Les appareils à abdos
D'abord, nous allons voir les appareils à abdominaux, car il en existe plusieurs sortes plus ou moins complexes à utiliser, plus ou moins évolués et bien sûr plus ou moins chers.
- Tout d'abord, et c'est certainement l'un des plus connus, le banc à abdominaux décliné. Sur ce banc décliné, les pieds sont retenus par des boudins en mousse, ce qui permet de faire le mouvement des sit-up en étant bien calé. L'avantage d'être décliné est que ça augmente la résistance est donc la difficulté et l'efficacité de l'exercice.
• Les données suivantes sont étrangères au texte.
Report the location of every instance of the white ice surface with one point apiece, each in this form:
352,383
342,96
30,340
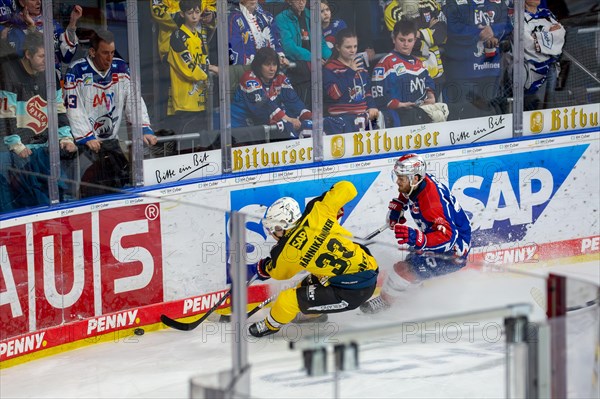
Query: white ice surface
454,360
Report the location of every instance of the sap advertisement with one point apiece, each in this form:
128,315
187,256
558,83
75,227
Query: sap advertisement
120,263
- Les appareils pour les crunchs : les crunchs sont des mouvements tout simples qui consistent à relever les épaules à la force des abdominaux en étant allongé sur le sol. Mais lors de cet exercice, certains peuvent ressentir des douleurs au niveau de la nuque. Il existe donc de nombreux appareils / tapis qui permettent de reposer la nuque pendant ce mouvement et qui vont donc assister l'exercice des crunchs allongé au sol.
- Les machines à crunch : ici, il s'agit carrément d'une machine de musculation qui va permettre de reproduire les mouvements des crunchs. En étant assis sur la machine, on va généralement attraper une poignée située au-dessus de la tête, cette poignée étant reliée à une pile de poids réglables. Ainsi, on peut se lester ou se délester à l'envie et donc entraîner ses abdominaux avec le lest que l'on désire de manière très facile.
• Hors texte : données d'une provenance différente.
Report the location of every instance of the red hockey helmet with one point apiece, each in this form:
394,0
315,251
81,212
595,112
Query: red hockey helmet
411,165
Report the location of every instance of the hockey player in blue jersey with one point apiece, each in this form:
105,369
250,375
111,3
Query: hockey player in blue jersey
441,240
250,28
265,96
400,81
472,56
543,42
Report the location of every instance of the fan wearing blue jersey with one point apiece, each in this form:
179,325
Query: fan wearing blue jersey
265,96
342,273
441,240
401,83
- Et enfin, il ne faut pas oublier de nombreux autres appareils pour abdominaux, car de nombreuses machines originales sortent régulièrement et on pourra par exemple citer l'AB Circle Pro, ou le AB Glider notamment.
Entraîner les abdos
En terme d'entraînement, et quel que soit l'appareil de musculation pour les abdominaux que vous allez utiliser, les règles pour muscler vos abdominaux seront globalement les mêmes :
- faire des séries de 12 à 20 répétitions
- faire trois à cinq séries par exercice
- faire deux à trois exercices
Pour les exercices, veillez à avoir à minima un mouvement pour les abdominaux (de type sit up et crunch) et un mouvement pour les muscles abdominaux obliques. Si possible, rajouter un exercice pour muscler le bas de vos abdominaux.
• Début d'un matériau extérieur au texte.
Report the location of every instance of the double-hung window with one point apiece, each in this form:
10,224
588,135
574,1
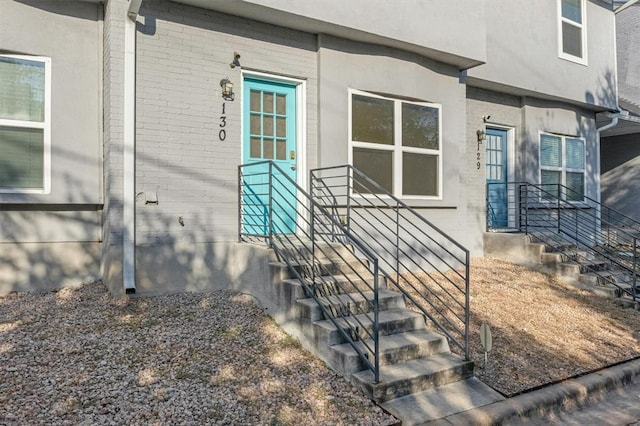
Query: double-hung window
25,83
397,143
572,30
562,162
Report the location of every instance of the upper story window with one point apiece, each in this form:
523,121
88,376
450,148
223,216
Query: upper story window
572,30
397,143
562,162
25,87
La fréquence d'entraînement conseillé est de deux à trois fois par semaine, mais si votre objectif est de favoriser la perte de gras au niveau de la sangle abdominale, je vous conseille de vous entrainer quatre ou cinq fois. Mais dans ce cas-là, préférez des séries beaucoup plus longues de l'ordre de 30 à 100 répétitions. À terme, cela peut avoir un impact pour vous aider à affiner vos abdominaux.